Amanda, a certified K-12 school counselor on the Pine Ridge Reservation, knows firsthand that providing school supplies to students not only reduces stress for her students’ families but also for teaching staff. According to the National Center for Education Statistics, 94 percent of teachers spend their own money to stock their classrooms and, on average, a teacher will spend approximately $479. This is a hefty investment when you consider a teacher’s low-paying salary.
“We have some students and families who may be able to afford to buy new school supplies but for those who enter the classroom empty-handed, PWNA really helps to alleviate the stress and anxiety,” said Amanda. “Many teachers and staff try to help as much as possible by donating new supplies, so PWNA helps teachers too.”
For Heather, a teacher on the Cheyenne River Reservation, school supplies from PWNA means less money out of her pocket for her students. “When our junior high school ran out of lined paper, I gathered up the paper left over from the [PWNA] distributions for use through the end of the year – know those donations did not go to waste,” said Heather.
Oftentimes, those same students who are worried about coming to school without the essentials are likely just as worried about food or basic utilities at home. So, while PWNA’s school supplies offer financial assistance, they also impact overall motivation, participation and learning in the classroom.
“As a school counselor, I try to store extra supplies in my office throughout the year so that when students need something, they know they have a place – and space – to come to without having to worry,” said Amanda.
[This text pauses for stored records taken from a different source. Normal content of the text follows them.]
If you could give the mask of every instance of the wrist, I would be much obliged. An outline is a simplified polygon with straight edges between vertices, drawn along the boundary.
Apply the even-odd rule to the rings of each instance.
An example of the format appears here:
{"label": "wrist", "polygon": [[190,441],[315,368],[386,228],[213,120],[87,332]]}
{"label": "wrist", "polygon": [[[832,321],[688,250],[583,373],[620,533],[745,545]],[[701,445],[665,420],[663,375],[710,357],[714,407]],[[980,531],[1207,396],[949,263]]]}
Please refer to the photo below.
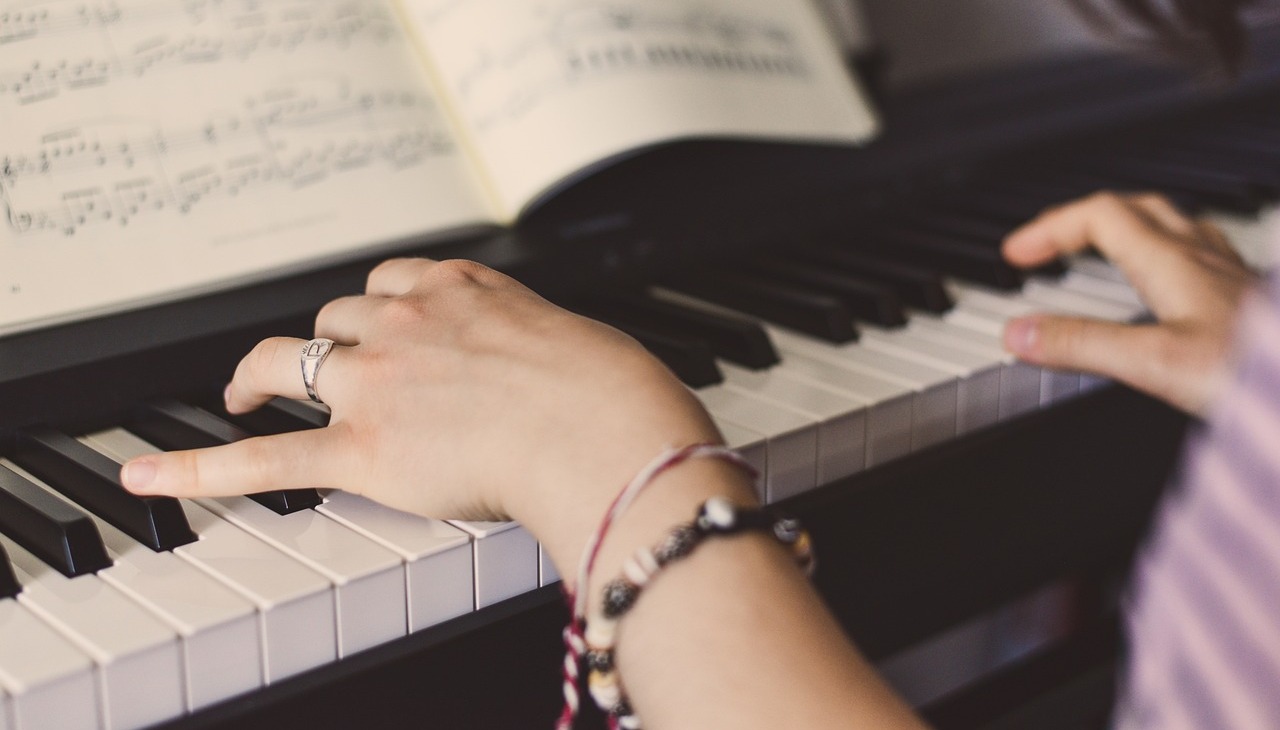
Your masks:
{"label": "wrist", "polygon": [[[690,438],[680,443],[718,442]],[[530,492],[513,505],[512,516],[542,542],[568,588],[575,581],[583,552],[623,486],[668,445],[658,446],[622,476],[566,488],[542,499]],[[720,459],[689,459],[658,474],[634,504],[620,515],[600,546],[593,576],[612,576],[636,548],[661,537],[673,525],[688,521],[698,505],[723,496],[735,504],[756,504],[751,480],[740,466]]]}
Students like Jack, who began his education at a small elementary school in the northwestern corner of the Pine Ridge Reservation and went on to graduate from Red Cloud High School, continue on to college, in his case to Northern State University. Jack reflected on the challenges of accessing basic supplies, such as paper and pencils, and recalls the time that school supplies were provided to him and other students in elementary school through PWNA and other donors. “Being equipped with the right supplies helped us keep up with notes, which in turn helped with passing our exams and quizzes,” said Jack.
Despite the struggles, Jack remembers being part of the welcoming and inclusive learning environment his school and its staff created during his early learning years. Today, Jack’s parents help him with supplies to pursue a business degree and, through a Department of Education program at his college, students can borrow laptops for taking notes at lectures and doing online homework.
Whether students are continuing on to college, many of them with continued assistance from PWNA, or completing their K-12 education, basic school supplies are critical tools for learning in the classroom and help support Native futures.